In einer Leistungsgesellschaft wie der unseren ist es eigentlich unmöglich, keine Vergleiche zu ziehen, doch Menschen mit dem Hochstapler-Syndrom verbinden diese schnell mit einem Minderwertigkeitsgefühl und der toxischen Gewissheit, dass sie nicht an denselben Ort gehören wie die „Erfolgsmenschen“. Ganz besonders häufig sind solche Vergleiche übrigens in den sozialen Medien – denn ob man will oder nicht: Die Bilder und Videos, die wir täglich konsumieren, zeigen uns Leben auf, die wir unterbewusst natürlich dem eigenen gegenüberstellen.

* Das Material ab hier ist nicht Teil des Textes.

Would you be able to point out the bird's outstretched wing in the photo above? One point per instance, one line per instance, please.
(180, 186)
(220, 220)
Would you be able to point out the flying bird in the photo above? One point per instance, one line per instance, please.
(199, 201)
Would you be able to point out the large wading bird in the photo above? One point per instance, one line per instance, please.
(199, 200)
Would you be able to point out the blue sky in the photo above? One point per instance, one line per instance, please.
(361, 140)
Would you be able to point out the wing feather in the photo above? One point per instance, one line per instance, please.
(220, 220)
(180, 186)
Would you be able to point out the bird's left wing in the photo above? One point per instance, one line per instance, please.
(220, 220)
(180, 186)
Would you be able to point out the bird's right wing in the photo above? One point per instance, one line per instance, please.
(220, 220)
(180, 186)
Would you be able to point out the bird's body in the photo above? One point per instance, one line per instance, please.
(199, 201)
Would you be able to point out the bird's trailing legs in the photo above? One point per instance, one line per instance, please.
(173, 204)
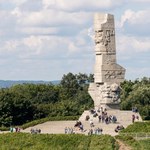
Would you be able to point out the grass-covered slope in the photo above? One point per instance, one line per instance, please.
(22, 141)
(138, 127)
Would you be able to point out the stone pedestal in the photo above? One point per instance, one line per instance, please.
(105, 91)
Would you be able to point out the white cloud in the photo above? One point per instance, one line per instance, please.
(136, 22)
(132, 45)
(86, 5)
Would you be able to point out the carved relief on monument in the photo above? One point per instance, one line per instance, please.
(104, 38)
(109, 93)
(112, 74)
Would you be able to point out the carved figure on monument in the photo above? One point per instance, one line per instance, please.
(107, 73)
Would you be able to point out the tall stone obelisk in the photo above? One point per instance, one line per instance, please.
(105, 91)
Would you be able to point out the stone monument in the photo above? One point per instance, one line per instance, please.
(105, 91)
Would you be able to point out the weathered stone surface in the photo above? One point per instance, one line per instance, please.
(107, 73)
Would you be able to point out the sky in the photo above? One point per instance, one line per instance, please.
(45, 39)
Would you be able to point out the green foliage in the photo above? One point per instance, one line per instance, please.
(24, 103)
(136, 94)
(24, 141)
(135, 144)
(39, 121)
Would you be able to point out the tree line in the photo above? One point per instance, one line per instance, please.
(23, 103)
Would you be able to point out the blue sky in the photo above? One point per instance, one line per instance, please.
(44, 39)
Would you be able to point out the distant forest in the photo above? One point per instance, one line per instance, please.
(9, 83)
(22, 103)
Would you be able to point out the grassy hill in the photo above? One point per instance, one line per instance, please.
(22, 141)
(9, 83)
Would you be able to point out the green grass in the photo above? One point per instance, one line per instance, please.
(135, 144)
(39, 121)
(24, 141)
(138, 127)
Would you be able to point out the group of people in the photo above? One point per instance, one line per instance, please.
(79, 125)
(35, 131)
(96, 131)
(102, 116)
(15, 129)
(119, 128)
(69, 130)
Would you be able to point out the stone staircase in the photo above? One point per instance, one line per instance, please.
(123, 118)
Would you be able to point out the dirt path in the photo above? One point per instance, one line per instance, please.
(123, 146)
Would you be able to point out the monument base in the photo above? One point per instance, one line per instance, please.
(111, 106)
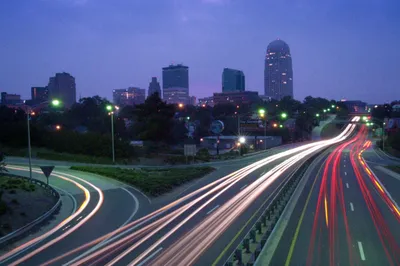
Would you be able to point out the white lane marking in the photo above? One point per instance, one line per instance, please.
(243, 187)
(213, 209)
(150, 257)
(361, 250)
(65, 228)
(105, 241)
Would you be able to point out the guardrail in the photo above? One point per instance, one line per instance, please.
(28, 228)
(250, 247)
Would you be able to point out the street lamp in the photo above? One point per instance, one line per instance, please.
(111, 113)
(262, 114)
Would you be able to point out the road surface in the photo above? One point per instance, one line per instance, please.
(348, 213)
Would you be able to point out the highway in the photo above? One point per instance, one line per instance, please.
(184, 231)
(347, 215)
(203, 226)
(90, 208)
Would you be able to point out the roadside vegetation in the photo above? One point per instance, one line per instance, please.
(153, 182)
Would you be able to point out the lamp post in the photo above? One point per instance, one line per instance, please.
(262, 115)
(111, 112)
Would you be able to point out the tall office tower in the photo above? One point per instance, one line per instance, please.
(154, 87)
(129, 96)
(176, 84)
(39, 94)
(278, 72)
(62, 87)
(232, 80)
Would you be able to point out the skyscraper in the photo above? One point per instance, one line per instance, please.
(278, 72)
(129, 96)
(39, 94)
(154, 87)
(62, 87)
(176, 84)
(232, 80)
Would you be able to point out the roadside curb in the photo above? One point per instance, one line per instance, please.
(26, 229)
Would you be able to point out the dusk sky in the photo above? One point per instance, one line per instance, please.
(340, 48)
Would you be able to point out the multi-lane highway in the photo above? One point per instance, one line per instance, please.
(196, 228)
(347, 215)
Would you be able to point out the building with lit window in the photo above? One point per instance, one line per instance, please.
(129, 96)
(278, 72)
(232, 80)
(10, 99)
(62, 87)
(39, 94)
(236, 98)
(176, 84)
(206, 101)
(154, 87)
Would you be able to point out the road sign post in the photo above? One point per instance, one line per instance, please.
(47, 171)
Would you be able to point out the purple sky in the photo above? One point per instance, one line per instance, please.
(340, 48)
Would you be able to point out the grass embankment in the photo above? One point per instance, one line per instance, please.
(330, 130)
(20, 203)
(153, 182)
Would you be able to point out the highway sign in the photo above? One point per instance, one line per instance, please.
(47, 171)
(217, 126)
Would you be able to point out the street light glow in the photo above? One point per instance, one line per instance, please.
(55, 102)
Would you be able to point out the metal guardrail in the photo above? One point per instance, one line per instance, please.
(22, 231)
(251, 245)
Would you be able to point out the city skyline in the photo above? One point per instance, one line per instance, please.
(333, 58)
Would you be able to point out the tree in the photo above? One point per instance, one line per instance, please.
(2, 163)
(154, 120)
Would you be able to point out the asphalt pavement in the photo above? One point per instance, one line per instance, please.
(343, 216)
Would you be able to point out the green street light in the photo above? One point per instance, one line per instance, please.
(55, 102)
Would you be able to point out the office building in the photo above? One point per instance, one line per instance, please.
(10, 99)
(176, 84)
(206, 101)
(62, 87)
(278, 72)
(154, 87)
(232, 80)
(39, 94)
(129, 96)
(236, 98)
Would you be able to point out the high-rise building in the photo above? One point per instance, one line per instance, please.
(278, 72)
(62, 87)
(11, 99)
(232, 80)
(154, 87)
(39, 94)
(129, 96)
(176, 84)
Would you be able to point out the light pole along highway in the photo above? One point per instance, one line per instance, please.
(29, 114)
(111, 109)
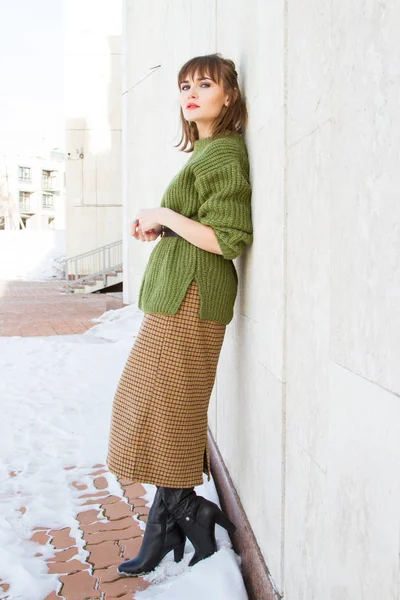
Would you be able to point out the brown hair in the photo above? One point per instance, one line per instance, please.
(222, 70)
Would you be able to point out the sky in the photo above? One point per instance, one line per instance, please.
(31, 75)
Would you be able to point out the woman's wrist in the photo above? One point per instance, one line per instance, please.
(164, 214)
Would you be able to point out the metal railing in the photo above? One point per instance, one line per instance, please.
(25, 206)
(89, 265)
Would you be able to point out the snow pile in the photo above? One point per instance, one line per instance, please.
(56, 397)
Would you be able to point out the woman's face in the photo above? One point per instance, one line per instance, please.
(207, 99)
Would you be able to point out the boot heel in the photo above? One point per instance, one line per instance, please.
(226, 523)
(178, 552)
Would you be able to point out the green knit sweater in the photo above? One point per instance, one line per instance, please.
(212, 188)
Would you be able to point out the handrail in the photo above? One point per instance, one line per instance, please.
(95, 263)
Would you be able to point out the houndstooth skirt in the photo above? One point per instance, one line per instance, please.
(158, 432)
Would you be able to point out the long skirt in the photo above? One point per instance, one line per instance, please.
(158, 431)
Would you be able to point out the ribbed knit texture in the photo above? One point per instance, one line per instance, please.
(212, 188)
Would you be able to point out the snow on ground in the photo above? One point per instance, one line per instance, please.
(55, 398)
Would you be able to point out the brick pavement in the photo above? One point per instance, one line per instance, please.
(109, 531)
(30, 308)
(110, 535)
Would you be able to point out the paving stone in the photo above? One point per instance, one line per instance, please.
(89, 516)
(134, 490)
(53, 596)
(61, 538)
(41, 537)
(141, 510)
(43, 308)
(130, 548)
(100, 483)
(63, 555)
(114, 535)
(125, 481)
(72, 566)
(108, 525)
(118, 510)
(103, 555)
(107, 575)
(99, 472)
(79, 486)
(110, 500)
(79, 586)
(125, 585)
(94, 501)
(96, 495)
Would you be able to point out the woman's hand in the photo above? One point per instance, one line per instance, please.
(149, 218)
(148, 236)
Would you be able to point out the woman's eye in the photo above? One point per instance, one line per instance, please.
(185, 86)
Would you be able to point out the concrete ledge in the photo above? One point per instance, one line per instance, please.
(255, 573)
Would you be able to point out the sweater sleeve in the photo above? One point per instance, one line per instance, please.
(225, 196)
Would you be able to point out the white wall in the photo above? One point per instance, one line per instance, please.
(306, 405)
(93, 123)
(31, 254)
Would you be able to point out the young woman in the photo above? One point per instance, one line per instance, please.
(159, 420)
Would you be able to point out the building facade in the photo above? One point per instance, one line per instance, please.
(32, 192)
(93, 124)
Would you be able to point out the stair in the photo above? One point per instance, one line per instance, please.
(95, 270)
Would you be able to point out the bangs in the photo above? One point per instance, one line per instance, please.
(205, 66)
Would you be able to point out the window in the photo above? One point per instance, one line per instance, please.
(24, 173)
(48, 201)
(25, 202)
(49, 180)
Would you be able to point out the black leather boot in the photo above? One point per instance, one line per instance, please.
(162, 534)
(196, 516)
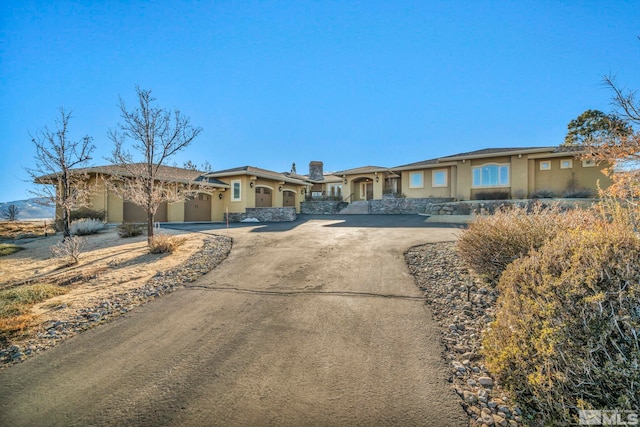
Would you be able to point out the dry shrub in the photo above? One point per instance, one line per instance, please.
(130, 230)
(163, 243)
(16, 302)
(493, 242)
(68, 249)
(566, 331)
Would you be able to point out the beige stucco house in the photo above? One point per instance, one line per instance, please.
(252, 187)
(513, 172)
(505, 172)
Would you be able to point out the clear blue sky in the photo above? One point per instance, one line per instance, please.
(351, 83)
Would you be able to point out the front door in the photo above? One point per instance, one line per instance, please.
(288, 198)
(198, 208)
(263, 197)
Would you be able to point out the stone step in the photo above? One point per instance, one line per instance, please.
(356, 208)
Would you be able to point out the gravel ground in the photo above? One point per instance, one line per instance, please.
(214, 250)
(463, 306)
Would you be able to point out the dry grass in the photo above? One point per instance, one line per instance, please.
(10, 230)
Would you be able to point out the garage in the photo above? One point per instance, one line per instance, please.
(136, 214)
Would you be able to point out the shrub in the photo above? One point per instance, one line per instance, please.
(491, 195)
(86, 226)
(130, 230)
(163, 243)
(543, 194)
(68, 249)
(86, 213)
(493, 242)
(566, 331)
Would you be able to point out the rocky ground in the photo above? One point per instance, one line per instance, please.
(71, 322)
(463, 306)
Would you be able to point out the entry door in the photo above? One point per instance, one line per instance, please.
(198, 208)
(288, 198)
(263, 197)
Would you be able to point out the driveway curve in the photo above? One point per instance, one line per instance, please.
(316, 322)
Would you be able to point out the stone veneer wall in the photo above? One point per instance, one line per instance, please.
(265, 214)
(488, 207)
(392, 206)
(322, 207)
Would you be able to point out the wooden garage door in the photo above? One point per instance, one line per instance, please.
(198, 208)
(134, 213)
(288, 198)
(263, 197)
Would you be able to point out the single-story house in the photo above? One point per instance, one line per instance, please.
(521, 172)
(513, 172)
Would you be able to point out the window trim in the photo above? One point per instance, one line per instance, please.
(433, 178)
(421, 174)
(499, 166)
(233, 196)
(569, 166)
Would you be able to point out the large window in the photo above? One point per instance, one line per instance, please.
(491, 176)
(439, 178)
(236, 190)
(416, 180)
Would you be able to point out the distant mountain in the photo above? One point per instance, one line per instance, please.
(30, 209)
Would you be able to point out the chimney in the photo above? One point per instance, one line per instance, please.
(316, 172)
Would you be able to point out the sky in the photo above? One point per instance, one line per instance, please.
(349, 83)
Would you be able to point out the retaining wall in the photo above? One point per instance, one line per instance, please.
(264, 214)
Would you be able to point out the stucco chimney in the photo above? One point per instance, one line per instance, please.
(316, 172)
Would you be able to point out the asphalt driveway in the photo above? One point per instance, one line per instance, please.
(316, 322)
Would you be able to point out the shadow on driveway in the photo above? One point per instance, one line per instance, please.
(362, 221)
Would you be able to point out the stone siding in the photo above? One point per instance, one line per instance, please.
(264, 214)
(489, 207)
(324, 207)
(392, 206)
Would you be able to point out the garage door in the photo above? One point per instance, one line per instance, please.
(263, 197)
(288, 198)
(134, 213)
(198, 208)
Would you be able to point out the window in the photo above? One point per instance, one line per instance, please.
(236, 193)
(439, 178)
(491, 176)
(416, 180)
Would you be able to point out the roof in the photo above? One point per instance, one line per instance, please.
(254, 171)
(363, 169)
(326, 178)
(165, 173)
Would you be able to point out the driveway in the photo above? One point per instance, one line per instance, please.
(316, 322)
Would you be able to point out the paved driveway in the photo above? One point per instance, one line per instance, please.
(316, 322)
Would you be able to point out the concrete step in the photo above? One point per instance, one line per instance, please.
(356, 208)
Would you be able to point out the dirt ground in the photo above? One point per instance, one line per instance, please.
(317, 322)
(108, 265)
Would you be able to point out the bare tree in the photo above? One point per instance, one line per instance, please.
(155, 134)
(57, 161)
(621, 149)
(10, 213)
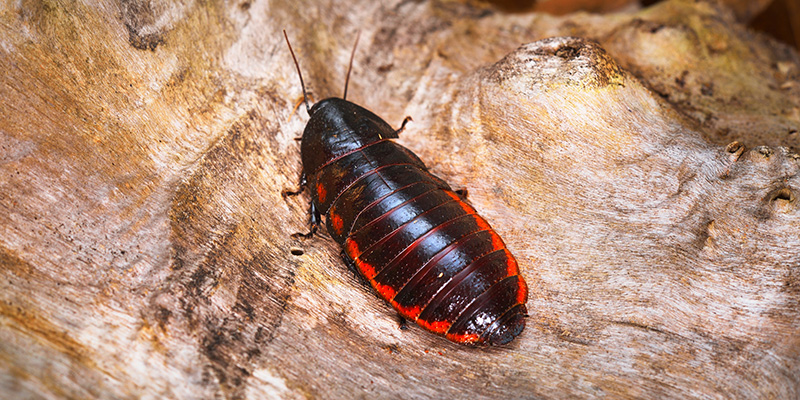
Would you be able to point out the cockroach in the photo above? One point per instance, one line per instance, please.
(417, 242)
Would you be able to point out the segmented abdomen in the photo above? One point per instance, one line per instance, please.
(420, 245)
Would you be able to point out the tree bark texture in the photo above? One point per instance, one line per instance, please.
(641, 166)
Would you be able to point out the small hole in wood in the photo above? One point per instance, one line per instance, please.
(784, 194)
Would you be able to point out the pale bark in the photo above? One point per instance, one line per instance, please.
(146, 251)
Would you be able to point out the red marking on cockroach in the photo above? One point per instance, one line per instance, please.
(321, 192)
(513, 268)
(466, 338)
(366, 269)
(439, 327)
(522, 292)
(351, 248)
(337, 223)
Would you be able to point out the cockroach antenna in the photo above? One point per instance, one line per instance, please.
(297, 65)
(350, 67)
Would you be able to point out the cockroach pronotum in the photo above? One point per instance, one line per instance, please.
(418, 243)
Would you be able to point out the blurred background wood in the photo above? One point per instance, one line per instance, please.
(640, 164)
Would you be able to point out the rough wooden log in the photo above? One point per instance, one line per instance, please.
(641, 167)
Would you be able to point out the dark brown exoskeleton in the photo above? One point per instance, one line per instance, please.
(416, 241)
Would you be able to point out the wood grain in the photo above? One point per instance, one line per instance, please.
(642, 168)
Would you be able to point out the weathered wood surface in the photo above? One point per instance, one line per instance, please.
(145, 246)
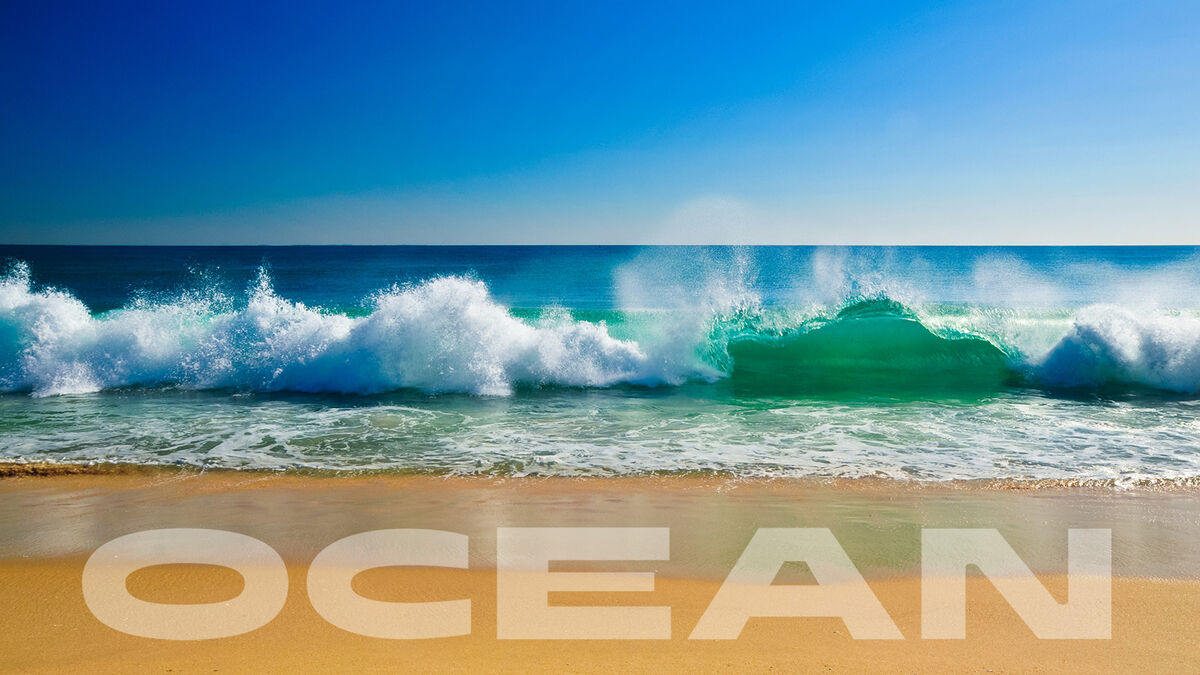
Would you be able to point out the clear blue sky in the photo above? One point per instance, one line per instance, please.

Burnout, Depression und Angststörung als mögliche Folgen

„In Studien hat man festgestellt, dass häufiger Gebrauch von Social Media die Selbstzweifel und damit verbunden auch das Impostor-Phänomen verstärken können“, erklärt Muthig. „Auch wenn wir genau wissen, dass die Bilder retuschiert und sorgfältig ausgewählt wurden, haben sie Einfluss auf uns und unsere Psyche. Wir fühlen uns gegenüber dieser Scheinwelt dann plötzlich minderwertig.“

Ein Gefühl, das dramatische Folgen haben kann. Denn obwohl es für das Hochstapler-Syndrom keinen eigenen Krankheitswert gibt, kann es heftige Folgen für die Psyche haben, betont die Expertin. „Durch den ständigen Leistungsdruck kann es zum Burn-out kommen. Die Selbstzweifel können in einer Depression oder Angststörung münden. Auch Schlafstörungen und starke innere Unruhe sind sehr häufig.“

Tipps gegen das Impostor-Syndrom

Aber es gibt auch gute Nachrichten. Denn so einnehmend die Gedanken sein können, man kann etwas dagegen tun. „Aus eigener Erfahrung kann ich sagen, dass es zwar immer wieder Situationen geben wird, die die alten Gedanken und Gefühle des Nicht-gut-genug-Seins wieder hochholen – vor allem, wenn es neue Herausforderungen gibt. Aber wir können lernen, sie nicht mehr zu ernst zu nehmen und als das zu erkennen, was sie sind: verzerrt und nicht der Realität entsprechend“, erklärt Muthig.

Für sie liegt die Lösung vor allem in einem Punkt: der direkten Auseinandersetzung. Denn sind die Gedanken offen aufgedeckt, verlieren sie schnell an Macht. Muthig rät dazu, sich ganz offensiv auf die eigenen Stärken zu konzentrieren und diese festzuhalten, etwa mit einem Erfolgstagebuch. Wer schwarz auf weiß die eigenen Erfolge im Blick hat, hat einen Beweis gegen die negativen Überzeugungen.

Ehrliches Feedback oder Fishing for compliments?

Ebenfalls hilfreich kann es sein, „sich Feedback von anderen zu holen, um dies mit dem eigenen Selbstbild abzugleichen“, erklärt Muthig. Und nein, das hat nichts mit dem berühmten „Fishing for compliments“ zu tun. Vielmehr kann diese Kommunikation zeigen, wie verzerrt die eigene Wahrnehmung ist. Denn auch, wenn Menschen mit Hochstapler-Syndrom das nur ungern akzeptieren: Ein Lob ist nur äußerst selten eine gemeine Lüge.

Vielmehr wollen Menschen einen mit Lob stärken und die gute Arbeit hervorheben; Arbeit, für die man selbst verantwortlich ist und die keine glückliche Fügung des Universums ist. Die Karriereleiter lässt sich nicht durch pures Glück hinaufklettern, und hinter einer erfolgreichen Prüfung steckt immer der eigene Einsatz. „Glück kann zwar dazu beitragen, indem wir zur richtigen Zeit am richtigen Ort sind, aber Glück allein – ganz ohne das entsprechende Wissen – führt in der Regel nicht dazu, dass wir einen Job oder eine Beförderung oder eine Auszeichnung erhalten“, betont auch Expertin Muthig.